The plan replaces the typical “fee for services” payment structure with something called a “global budget model.”
Rural hospitals have unique challenges, said Andy Carter, CEO of Hospital and Health System Association of Pennsylvania, which supports the measure. Those hospitals face declining numbers of patients, and more of their patients are on Medicare and Medicaid, which pay less for services than commercial insurance. Rural hospitals also have a harder time affording needed health care professionals.
The global budget model sends a fixed amount to each hospital every month that allows it to target resources to what it needs, such as substance abuse or mental health services, Carter said.
“Normally you wouldn’t have had the money to do that,” Carter said. “Now you have this fixed pot of resources that allows you to build the program for better mental health care in the community.”
David Hoff is CEO of Wayne Memorial Hospital, which is testing out the program. Hoff said the new model frees up the hospital to put resources where they are needed.
“We think health care really needs to change,” Hoff said. “We think the current incentives in the health care system are not appropriate for keeping our community healthy.”
The program will also keep at-risk hospitals open, and save jobs, said Department of Health Secretary Rachel Levine, who hopes to see 30 hospitals participating by January 2021.

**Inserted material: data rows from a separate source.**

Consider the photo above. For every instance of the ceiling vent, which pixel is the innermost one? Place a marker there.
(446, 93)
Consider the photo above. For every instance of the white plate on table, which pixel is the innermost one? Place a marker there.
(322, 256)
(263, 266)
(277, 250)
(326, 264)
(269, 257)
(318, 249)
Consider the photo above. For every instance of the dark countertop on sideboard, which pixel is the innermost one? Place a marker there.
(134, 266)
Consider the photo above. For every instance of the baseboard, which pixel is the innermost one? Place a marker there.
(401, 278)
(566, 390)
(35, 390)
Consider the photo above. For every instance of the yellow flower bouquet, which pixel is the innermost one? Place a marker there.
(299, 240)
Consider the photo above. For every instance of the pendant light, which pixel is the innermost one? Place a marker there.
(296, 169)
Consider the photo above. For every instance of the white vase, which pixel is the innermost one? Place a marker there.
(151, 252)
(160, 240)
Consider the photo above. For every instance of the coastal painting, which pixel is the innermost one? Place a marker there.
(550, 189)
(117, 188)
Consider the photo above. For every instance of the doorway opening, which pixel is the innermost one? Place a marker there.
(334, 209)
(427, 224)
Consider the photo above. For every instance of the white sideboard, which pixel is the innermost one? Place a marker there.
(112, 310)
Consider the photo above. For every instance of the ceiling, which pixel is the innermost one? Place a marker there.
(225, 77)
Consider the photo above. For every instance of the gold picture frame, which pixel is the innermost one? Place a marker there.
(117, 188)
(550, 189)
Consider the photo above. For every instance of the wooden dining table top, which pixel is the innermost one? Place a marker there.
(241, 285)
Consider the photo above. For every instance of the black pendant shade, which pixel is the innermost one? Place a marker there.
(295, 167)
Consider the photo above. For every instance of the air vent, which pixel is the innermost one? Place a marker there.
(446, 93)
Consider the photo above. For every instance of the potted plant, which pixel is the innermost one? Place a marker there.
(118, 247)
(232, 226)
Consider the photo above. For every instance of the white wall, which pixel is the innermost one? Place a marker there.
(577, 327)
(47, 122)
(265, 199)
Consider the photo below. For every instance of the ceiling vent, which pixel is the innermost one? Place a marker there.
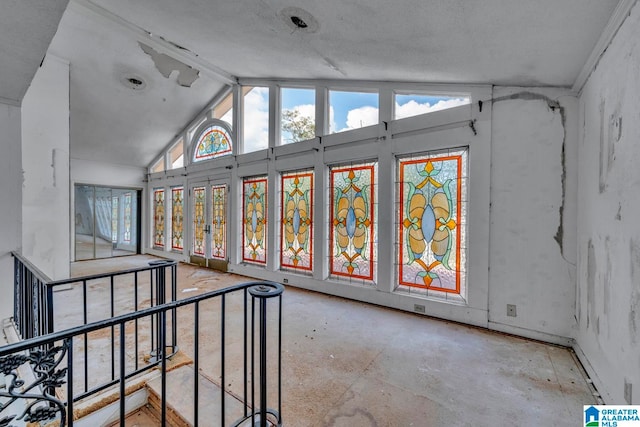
(133, 81)
(299, 19)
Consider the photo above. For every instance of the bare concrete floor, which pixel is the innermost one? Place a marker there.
(346, 363)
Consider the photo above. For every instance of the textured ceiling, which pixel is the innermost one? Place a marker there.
(26, 29)
(506, 42)
(502, 42)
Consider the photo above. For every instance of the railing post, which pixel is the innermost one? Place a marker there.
(262, 292)
(159, 266)
(49, 308)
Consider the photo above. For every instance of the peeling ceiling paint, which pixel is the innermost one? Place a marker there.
(166, 65)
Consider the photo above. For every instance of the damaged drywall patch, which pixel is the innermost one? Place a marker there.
(166, 65)
(634, 301)
(553, 106)
(591, 282)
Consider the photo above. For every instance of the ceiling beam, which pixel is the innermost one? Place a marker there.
(620, 13)
(158, 43)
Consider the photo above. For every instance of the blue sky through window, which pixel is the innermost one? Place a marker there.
(303, 102)
(347, 110)
(408, 105)
(352, 110)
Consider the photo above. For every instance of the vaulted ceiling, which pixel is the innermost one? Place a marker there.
(504, 42)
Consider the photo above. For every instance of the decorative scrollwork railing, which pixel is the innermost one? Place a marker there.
(50, 396)
(39, 393)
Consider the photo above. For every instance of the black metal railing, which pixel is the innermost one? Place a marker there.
(50, 394)
(34, 305)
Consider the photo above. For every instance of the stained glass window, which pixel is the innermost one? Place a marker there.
(254, 214)
(297, 220)
(352, 221)
(177, 224)
(214, 141)
(432, 221)
(199, 220)
(127, 217)
(114, 219)
(158, 217)
(219, 222)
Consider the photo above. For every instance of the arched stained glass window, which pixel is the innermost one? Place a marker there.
(213, 140)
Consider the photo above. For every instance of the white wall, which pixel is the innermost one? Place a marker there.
(533, 207)
(99, 173)
(608, 283)
(45, 160)
(11, 206)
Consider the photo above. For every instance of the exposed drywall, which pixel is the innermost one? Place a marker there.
(167, 65)
(608, 282)
(11, 206)
(45, 162)
(533, 200)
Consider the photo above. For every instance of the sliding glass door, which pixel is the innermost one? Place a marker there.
(106, 222)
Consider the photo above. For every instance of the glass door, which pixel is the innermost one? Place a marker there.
(209, 224)
(106, 222)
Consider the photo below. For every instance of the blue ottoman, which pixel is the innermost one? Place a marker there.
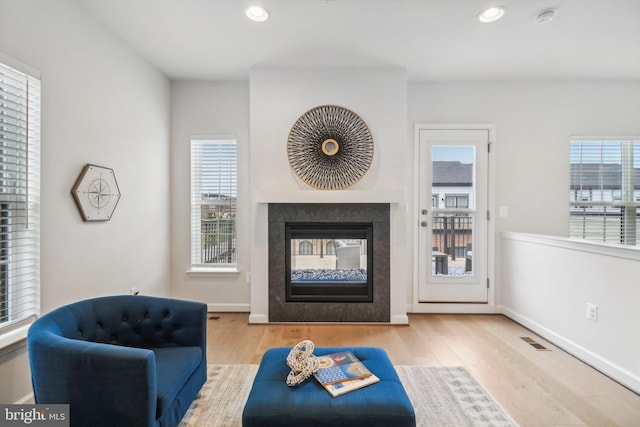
(272, 403)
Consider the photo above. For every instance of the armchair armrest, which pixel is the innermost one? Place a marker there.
(80, 373)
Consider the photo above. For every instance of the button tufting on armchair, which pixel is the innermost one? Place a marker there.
(120, 360)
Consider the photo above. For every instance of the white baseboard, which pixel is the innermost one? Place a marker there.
(229, 308)
(400, 319)
(258, 318)
(618, 373)
(449, 308)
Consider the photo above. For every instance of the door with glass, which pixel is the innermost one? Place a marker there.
(453, 218)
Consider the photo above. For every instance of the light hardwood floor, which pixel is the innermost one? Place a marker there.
(538, 388)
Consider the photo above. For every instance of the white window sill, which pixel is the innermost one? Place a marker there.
(13, 336)
(213, 272)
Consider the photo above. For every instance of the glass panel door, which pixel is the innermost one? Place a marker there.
(453, 220)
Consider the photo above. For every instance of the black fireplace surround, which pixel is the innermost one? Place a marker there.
(362, 303)
(317, 287)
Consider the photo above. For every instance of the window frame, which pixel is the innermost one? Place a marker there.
(20, 206)
(586, 199)
(210, 269)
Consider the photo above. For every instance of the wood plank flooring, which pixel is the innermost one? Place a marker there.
(537, 388)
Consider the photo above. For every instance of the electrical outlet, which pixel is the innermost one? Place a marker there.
(592, 312)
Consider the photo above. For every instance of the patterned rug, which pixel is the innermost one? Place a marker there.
(441, 397)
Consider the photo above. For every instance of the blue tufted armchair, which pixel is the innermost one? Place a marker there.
(120, 360)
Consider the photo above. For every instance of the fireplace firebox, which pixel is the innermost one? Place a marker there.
(374, 255)
(328, 262)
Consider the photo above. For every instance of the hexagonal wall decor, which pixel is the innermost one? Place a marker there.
(96, 193)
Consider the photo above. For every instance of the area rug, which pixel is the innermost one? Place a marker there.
(441, 397)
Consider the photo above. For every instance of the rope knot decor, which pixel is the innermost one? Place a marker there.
(302, 362)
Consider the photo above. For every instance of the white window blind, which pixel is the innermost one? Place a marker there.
(19, 200)
(213, 202)
(604, 192)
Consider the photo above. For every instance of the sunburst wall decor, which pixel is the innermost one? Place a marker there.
(330, 148)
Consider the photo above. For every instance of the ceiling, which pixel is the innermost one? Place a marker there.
(433, 40)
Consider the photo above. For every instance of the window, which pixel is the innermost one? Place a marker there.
(456, 201)
(604, 190)
(19, 200)
(330, 247)
(305, 248)
(213, 202)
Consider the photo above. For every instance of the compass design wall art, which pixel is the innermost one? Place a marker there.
(330, 148)
(96, 193)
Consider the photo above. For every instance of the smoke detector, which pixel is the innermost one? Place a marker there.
(546, 16)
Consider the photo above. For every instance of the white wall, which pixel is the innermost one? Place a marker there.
(548, 288)
(279, 96)
(534, 121)
(100, 104)
(547, 284)
(210, 109)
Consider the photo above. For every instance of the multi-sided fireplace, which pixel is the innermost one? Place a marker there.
(328, 262)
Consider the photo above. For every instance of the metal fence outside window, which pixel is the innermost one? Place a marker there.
(218, 241)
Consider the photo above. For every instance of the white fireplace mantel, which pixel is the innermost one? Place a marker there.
(331, 196)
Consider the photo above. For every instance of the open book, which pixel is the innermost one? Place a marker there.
(343, 372)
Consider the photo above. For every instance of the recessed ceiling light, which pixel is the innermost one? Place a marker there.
(491, 15)
(545, 16)
(257, 13)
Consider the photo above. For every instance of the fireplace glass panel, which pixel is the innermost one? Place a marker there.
(328, 262)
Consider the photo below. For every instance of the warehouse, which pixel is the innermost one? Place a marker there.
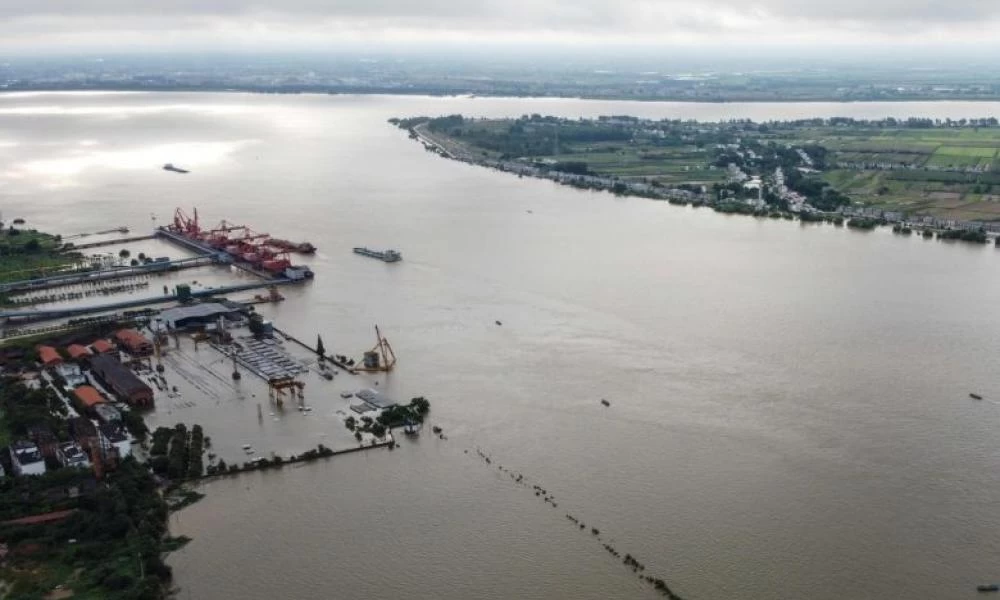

The program is part of a broader Department of Health partnership with the federal Center for Medicare and Medicaid Innovation. That effort is tied to Republican-led legislation seeking a $25 million grant and seeking to develop a “Rural Health Redesign Center.”
The model won’t change anything for the way patients pay their bills, said Department of Insurance spokesman Ron Ruman. The difference lies in how the insurers pay the hospital.
Commercial insurers Highmark, UPMC and Geisinger are particpating, Ruman said. Insurance Commissioner Jessica Altman is working to bring other insurers on board.
Ruman said the change could lead to lower patient costs, as doctors are able to provide more services outside of an emergency department setting, focusing on issues in those communities such as diabetes or smoking.
“The hope, here, is the treatments are more effective and efficient,” Ruman said.